Phil Robertson, deputy director of Human Rights Watch’s Asia division told the BBC’s Newsday: “They’re [Malaysia, Thailand and Indonesia] playing a game of marine ping pong not wanting to take in the Rohingya.
“We need to see the three nations working together rescuing these people first, and then sorting out who’s going to take responsibility for them, working with the international community and others.
“This is an urgent humanitarian crisis and the Thais and others seem to be taking a gentle stroll.”
The migrants have been held in punishing conditions
Who are the Rohingyas?
• Rohingyas are a distinct, Muslim ethnic group mainly living in Myanmar, which is also known as Burma
• Thought to be descended from Muslim traders who settled there more than 1,000 years ago
• Also live in Bangladesh, Saudi Arabia and Pakistan
• In Myanmar, they are regularly persecuted – subjected to forced labour, have no land rights, and are heavily restricted
• In Bangladesh many are also desperately poor, with no documents or job prospects
Myanmar’s unwanted people
Thailand has launched a crackdown to disrupt people smuggler networks since the discovery of dozens of bodies in abandoned camps along regular trafficking routes.
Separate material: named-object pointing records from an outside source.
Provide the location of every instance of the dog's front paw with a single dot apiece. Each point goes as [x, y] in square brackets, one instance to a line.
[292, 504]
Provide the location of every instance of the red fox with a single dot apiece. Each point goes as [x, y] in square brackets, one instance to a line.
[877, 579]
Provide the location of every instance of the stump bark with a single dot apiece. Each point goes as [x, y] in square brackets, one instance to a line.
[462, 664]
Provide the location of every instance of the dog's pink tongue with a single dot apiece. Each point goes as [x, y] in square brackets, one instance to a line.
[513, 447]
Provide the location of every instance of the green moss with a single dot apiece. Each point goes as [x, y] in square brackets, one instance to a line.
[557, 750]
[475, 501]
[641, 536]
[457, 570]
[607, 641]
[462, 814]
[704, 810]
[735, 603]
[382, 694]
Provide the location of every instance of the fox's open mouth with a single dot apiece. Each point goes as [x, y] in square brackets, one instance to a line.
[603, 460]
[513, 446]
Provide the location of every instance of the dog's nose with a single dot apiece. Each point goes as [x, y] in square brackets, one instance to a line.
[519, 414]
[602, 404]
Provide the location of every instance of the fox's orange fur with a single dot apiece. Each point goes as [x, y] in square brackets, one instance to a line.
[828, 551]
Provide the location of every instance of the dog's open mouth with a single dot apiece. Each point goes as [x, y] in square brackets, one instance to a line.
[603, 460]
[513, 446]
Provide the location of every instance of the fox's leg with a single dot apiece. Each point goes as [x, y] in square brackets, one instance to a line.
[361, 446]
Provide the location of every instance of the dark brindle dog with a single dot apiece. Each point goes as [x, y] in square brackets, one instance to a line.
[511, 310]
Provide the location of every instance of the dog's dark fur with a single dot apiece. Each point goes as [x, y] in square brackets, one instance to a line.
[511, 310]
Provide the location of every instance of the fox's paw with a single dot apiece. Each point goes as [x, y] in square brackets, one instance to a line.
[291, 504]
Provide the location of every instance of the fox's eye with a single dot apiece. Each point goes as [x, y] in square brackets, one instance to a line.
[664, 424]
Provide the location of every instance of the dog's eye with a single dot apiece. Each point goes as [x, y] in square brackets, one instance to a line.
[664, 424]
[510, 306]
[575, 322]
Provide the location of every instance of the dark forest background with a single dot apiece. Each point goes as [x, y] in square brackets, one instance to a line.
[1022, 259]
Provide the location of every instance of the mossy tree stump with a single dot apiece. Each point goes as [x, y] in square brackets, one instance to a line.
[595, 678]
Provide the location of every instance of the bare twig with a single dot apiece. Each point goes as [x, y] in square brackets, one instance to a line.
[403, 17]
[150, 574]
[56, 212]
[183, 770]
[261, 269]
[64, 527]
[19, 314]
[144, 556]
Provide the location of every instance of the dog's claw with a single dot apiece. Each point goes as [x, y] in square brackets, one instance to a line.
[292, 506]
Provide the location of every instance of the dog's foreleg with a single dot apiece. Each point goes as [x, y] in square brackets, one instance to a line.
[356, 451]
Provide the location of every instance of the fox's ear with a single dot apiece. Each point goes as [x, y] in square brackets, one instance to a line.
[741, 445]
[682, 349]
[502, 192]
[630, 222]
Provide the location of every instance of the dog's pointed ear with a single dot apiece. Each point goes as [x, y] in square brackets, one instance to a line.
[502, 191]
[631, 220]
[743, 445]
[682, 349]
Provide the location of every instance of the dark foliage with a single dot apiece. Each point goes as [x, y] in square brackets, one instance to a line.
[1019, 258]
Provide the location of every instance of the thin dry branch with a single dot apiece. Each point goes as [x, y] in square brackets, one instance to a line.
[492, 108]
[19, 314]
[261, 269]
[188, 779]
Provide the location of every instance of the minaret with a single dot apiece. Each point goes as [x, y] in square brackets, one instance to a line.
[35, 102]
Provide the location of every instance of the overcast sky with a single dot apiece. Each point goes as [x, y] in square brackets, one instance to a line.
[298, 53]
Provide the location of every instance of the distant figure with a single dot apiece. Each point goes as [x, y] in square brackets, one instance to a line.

As many as 8,000 migrants from Bangladesh and Myanmar are believed by the International Organisation for Migration (IOM) to be stranded at sea.
People smugglers are reportedly refusing to land their boats because they do not want to follow their usual route through Thailand since the government’s campaign against them began.
A senior Thai official told Reuters news agency on Wednesday that Thailand, Malaysia and Indonesia would all continue to turn the boats away.
Major Gen Sukhondhapatipak said that the three countries had decided “not to receive boat people”.
On Sunday and Monday more than 2,000 migrants arrived in Malaysia or Indonesia after being rescued or swimming ashore.
The journey the migrants take – from Bangladesh or Myanmar through the Bay of Bengal to Thailand or beyond – takes several weeks. They have been slowed further by the refugees effectively being held hostage in many cases by smugglers.
Rohingya Muslims have fled Myanmar in recent years as violence against them has flared up in Rakhine state and they have been further marginalised.